MADRID — Spain will modify a controversial plan to deny public healthcare to undocumented immigrants, maintaining care while billing their country of origin where treaties allow, the government said Friday.
Under new legislation, foreigners living in Spain without residency permits were to be denied treatment at public hospitals unless they were under 18, pregnant, or in case of an accident or other medical emergency.
The law tightened the rules for immigrants to get the national health card that entitles them to treatment. Previously they could get the card simply by registering as living in Spain, without a full residency permit.
A health ministry official told AFP Friday that the undocumented migrants would now be treated under the same system used for temporary foreign visitors to Spain.

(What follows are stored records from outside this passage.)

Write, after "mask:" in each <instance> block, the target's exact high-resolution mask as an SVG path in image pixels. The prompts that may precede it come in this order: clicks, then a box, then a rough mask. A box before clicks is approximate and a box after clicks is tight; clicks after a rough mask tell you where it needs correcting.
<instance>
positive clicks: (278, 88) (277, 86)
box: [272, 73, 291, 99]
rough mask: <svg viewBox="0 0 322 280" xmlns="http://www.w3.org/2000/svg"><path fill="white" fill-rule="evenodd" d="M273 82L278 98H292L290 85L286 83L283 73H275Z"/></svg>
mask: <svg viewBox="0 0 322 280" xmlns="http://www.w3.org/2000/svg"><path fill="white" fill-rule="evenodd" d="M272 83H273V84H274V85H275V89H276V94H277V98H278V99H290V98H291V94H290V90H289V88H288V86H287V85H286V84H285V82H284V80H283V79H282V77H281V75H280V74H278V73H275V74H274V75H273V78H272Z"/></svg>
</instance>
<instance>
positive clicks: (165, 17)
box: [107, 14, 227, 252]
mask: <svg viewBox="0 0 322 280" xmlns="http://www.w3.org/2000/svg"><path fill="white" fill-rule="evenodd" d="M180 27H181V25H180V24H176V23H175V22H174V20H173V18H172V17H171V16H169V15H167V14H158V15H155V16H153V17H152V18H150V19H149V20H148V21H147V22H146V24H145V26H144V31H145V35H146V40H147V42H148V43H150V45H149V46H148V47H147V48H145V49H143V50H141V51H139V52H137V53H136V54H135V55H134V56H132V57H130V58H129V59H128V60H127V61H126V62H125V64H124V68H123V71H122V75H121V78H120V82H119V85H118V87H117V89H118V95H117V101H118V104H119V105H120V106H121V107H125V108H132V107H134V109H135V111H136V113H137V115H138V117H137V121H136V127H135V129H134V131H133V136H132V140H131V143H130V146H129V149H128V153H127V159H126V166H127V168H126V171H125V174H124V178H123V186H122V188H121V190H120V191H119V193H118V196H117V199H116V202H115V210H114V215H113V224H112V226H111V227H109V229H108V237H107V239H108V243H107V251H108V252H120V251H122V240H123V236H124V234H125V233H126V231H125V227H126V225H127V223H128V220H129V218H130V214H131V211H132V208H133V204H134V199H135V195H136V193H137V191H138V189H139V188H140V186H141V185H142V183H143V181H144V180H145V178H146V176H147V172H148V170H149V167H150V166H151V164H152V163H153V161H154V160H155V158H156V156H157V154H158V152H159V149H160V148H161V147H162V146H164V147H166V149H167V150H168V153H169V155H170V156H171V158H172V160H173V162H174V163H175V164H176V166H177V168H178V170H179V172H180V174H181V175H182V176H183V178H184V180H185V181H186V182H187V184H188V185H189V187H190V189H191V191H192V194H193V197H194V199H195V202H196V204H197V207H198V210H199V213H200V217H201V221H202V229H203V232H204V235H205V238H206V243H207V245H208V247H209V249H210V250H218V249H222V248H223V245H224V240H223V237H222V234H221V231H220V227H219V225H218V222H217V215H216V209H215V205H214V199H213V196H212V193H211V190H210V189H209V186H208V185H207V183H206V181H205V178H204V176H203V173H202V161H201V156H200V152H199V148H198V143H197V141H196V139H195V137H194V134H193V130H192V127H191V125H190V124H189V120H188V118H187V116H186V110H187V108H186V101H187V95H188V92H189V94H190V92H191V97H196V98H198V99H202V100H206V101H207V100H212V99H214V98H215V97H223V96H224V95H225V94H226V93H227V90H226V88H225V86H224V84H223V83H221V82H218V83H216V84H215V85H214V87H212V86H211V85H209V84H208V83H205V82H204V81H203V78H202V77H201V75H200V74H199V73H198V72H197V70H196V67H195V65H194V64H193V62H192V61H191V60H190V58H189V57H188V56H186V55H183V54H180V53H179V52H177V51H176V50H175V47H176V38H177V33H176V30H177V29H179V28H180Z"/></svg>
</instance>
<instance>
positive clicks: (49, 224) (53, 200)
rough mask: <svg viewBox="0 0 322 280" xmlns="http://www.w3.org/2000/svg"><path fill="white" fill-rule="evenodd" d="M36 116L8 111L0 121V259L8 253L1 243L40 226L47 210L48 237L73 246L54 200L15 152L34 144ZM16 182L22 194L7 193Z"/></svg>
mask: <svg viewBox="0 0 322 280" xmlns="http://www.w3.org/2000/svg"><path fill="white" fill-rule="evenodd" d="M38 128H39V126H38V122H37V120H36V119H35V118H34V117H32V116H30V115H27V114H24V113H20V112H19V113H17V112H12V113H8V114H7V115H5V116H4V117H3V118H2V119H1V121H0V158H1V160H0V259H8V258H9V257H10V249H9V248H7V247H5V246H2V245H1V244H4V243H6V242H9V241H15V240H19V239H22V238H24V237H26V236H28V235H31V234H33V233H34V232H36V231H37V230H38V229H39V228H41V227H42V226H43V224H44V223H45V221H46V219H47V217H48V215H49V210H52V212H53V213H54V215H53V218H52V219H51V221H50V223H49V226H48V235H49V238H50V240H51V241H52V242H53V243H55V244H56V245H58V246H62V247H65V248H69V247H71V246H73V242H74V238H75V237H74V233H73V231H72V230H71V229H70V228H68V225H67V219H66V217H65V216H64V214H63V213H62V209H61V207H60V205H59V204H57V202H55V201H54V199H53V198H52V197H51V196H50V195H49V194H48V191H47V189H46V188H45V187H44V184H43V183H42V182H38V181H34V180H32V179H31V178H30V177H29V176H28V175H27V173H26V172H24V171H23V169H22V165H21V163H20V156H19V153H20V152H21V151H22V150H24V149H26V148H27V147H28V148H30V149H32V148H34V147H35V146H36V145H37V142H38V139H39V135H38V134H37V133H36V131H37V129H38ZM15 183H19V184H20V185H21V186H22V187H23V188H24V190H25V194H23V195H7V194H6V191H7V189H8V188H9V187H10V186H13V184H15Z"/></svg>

"Treatment will be billed to their countries," the official said, with the system applying to European countries and in cases "where there are bilateral agreements, as for example with Ecuador and Morocco."
Under pressure to cut Spain's deficit, the conservative government has said restricting free healthcare to undocumented immigrants and curbing "health tourism" by Europeans will save a billion euros ($1.2 billion) a year.
The health reform outraged immigrants' rights groups and hundreds of doctors rebelled, saying they would continue to treat undocumented immigrants after the law comes into force in September.
People not covered by the health system in their countries of origin or whose countries do not have an accord with Spain "will be charged themselves, or their private insurance," the ministry official said.
Media have estimated the number of undocumented immigrants in Spain at about half a million.